Alyosha is playing down the hall.
My book has fallen to my lap without my realizing it; my head is tilted toward the door. The notes, played slowly and almost tenderly, drift through the old house like air, and like air I breathe them in. It is Beethoven’s Sonata Pathétique. I close the book in my hands to listen.
It happens without fail, though he does not know it: if I were to tell him that I stopped what I was doing every time he practiced, he would probably apologize for disturbing me. There is no need for that. His music is like an old friend’s embrace: far from being a disturbance, it is a comfort.
That is especially true today. I have heard this piece played many times, by many different pianists, but Alyosha himself plays it very, very rarely. I love it when he does.
He is already well into the first movement. It is fascinating to listen to, swinging between fast cascades of sound and phrases defined by their aching loneliness. Under his hand, the soft passages are heartbreaking, the loud ones angry, and the sudden outbursts that spot each quiet phrase feel like blows. The emotion is almost more than I can bear.
The second movement finds deeper places in the heart to touch.
I have always found the Adagio’s cantabile lonely and filled with a sort of slow, bittersweet hope. Very few performances of it have failed to move me, but at his fingers, the reoccurring melody has such a longing to it that tears are wetting my cheeks before the first phrase has left the air.
It is not unusual for me to cry while listening to Alyosha playing. He has seen me weep at his music in the past and he understands, but just as he does not know how often I listen to him practice, he does not know how often he brings forth tears.
I do not know how he would react – he does, after all, understand. But there is a part of me that thinks he would apologize, and this is what stops me from being an overt audience more often. I don’t want him to regret my tears: they, too, are a comfort.
This is how I mourn my dead. This is how I find my healing.
The Adagio ends, rich and heartbreaking, and I am beyond the simple action of listening as the last movement begins. I wrap myself in the music, in my grief, and when the piano falls still and the last notes leave the air, I do not open my eyes.
For one precious moment of silence, the music echoes in my blood. I am home.
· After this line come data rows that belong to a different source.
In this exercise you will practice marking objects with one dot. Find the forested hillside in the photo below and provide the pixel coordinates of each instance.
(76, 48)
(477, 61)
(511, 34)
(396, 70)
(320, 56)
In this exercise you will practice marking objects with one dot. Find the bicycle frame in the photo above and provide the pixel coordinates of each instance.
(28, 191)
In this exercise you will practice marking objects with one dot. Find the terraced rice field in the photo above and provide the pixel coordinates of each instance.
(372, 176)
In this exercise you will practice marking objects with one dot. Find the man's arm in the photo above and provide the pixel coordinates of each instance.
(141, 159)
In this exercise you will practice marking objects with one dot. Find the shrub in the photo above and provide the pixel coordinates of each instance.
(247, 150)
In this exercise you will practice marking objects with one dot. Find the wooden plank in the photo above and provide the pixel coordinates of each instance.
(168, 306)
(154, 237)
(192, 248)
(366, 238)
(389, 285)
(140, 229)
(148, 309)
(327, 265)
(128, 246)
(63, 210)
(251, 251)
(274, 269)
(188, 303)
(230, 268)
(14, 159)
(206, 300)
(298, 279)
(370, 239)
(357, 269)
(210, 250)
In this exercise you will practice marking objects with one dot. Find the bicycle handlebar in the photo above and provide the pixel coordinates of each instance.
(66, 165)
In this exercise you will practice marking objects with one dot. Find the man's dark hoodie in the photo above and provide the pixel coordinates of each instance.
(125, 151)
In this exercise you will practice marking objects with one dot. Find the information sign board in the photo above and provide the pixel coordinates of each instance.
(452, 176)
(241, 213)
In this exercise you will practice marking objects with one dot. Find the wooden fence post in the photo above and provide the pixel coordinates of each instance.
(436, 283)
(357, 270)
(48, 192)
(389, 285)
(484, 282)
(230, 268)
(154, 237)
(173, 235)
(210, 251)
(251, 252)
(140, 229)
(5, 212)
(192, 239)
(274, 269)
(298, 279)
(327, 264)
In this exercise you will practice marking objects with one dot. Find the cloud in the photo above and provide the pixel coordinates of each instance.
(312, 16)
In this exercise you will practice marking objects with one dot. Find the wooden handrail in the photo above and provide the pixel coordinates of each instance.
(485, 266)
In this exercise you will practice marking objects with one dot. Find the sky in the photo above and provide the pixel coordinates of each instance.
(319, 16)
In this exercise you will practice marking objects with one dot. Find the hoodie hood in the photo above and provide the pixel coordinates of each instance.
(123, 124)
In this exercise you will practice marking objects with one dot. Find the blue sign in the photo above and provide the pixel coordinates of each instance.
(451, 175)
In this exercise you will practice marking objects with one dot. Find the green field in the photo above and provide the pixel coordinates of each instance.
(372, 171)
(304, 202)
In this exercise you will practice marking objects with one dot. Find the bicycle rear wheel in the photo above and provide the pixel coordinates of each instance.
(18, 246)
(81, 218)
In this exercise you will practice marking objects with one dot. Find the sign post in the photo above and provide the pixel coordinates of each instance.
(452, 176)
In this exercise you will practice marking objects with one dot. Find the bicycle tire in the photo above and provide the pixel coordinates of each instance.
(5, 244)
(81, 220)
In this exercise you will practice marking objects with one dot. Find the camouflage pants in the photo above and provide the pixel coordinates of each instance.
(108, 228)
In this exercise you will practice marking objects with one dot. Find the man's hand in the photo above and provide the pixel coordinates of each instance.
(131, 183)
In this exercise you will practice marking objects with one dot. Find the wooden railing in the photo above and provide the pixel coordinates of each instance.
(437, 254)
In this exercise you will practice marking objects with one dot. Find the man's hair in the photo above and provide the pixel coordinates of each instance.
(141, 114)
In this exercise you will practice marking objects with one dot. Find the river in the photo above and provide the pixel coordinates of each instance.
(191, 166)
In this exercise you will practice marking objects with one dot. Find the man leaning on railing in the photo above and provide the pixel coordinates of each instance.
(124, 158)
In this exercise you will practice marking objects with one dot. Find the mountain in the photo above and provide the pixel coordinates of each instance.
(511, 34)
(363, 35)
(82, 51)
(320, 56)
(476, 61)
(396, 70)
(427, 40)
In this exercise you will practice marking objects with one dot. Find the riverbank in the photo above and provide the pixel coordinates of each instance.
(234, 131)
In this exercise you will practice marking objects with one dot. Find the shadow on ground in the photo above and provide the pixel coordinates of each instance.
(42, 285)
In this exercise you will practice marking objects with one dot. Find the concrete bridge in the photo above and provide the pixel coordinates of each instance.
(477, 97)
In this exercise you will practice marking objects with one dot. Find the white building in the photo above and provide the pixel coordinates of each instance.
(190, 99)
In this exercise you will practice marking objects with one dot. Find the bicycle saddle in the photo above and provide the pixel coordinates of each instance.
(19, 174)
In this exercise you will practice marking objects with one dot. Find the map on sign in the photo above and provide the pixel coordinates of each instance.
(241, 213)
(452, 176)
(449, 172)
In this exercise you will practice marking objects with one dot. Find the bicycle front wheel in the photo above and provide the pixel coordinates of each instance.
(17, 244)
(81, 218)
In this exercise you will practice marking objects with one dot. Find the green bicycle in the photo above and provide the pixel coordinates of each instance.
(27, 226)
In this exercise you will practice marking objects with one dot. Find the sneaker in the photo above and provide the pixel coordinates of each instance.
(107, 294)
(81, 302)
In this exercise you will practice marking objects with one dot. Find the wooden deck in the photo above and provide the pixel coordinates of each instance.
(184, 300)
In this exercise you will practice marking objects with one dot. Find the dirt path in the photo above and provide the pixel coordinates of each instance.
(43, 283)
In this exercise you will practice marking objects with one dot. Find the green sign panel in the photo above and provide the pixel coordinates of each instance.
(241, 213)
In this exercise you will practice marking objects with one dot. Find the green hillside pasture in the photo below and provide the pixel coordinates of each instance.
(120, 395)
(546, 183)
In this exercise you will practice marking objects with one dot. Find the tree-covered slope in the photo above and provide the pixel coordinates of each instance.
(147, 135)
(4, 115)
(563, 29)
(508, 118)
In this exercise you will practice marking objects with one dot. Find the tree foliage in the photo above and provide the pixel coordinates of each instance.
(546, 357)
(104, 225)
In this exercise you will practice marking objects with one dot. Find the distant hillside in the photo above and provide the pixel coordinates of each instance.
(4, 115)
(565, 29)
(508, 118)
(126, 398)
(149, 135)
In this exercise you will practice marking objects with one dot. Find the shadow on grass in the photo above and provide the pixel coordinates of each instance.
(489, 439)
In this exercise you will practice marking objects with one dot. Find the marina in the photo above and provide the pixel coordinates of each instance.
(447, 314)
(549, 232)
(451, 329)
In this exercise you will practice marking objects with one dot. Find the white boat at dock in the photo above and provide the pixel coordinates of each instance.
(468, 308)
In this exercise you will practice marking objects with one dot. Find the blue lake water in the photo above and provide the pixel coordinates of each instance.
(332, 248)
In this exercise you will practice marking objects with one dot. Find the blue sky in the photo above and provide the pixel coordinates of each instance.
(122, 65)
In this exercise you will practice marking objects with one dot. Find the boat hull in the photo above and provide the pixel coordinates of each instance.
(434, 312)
(hnnn i don't know. alyosha is a friend's; the character speaking is one of mine. the short version of her deal is: there've been a lot of bad things that have happened in her life, and she can't ever go home. she never developed a mechanism of her own to work through her issues/dead, but music functions in its stead. she's been sort of adopted by alyosha's family, and she's slowly settling into it, but it's still not home - the music, however, is.
(Mov. I) http://www.youtube.com/watch?v=lq4G3KRAuXc
(Mov. II) http://www.youtube.com/watch?v=n2nG1bt7IBM
(Mov. III) http://www.youtube.com/watch?v=qRkr7WgQ_Y4
this took way too long to write and is slightly embarrassing. my characters/oneshots are all disgustingly melodramatic, but usually they don't go further than the eyes of alyosha's writer.)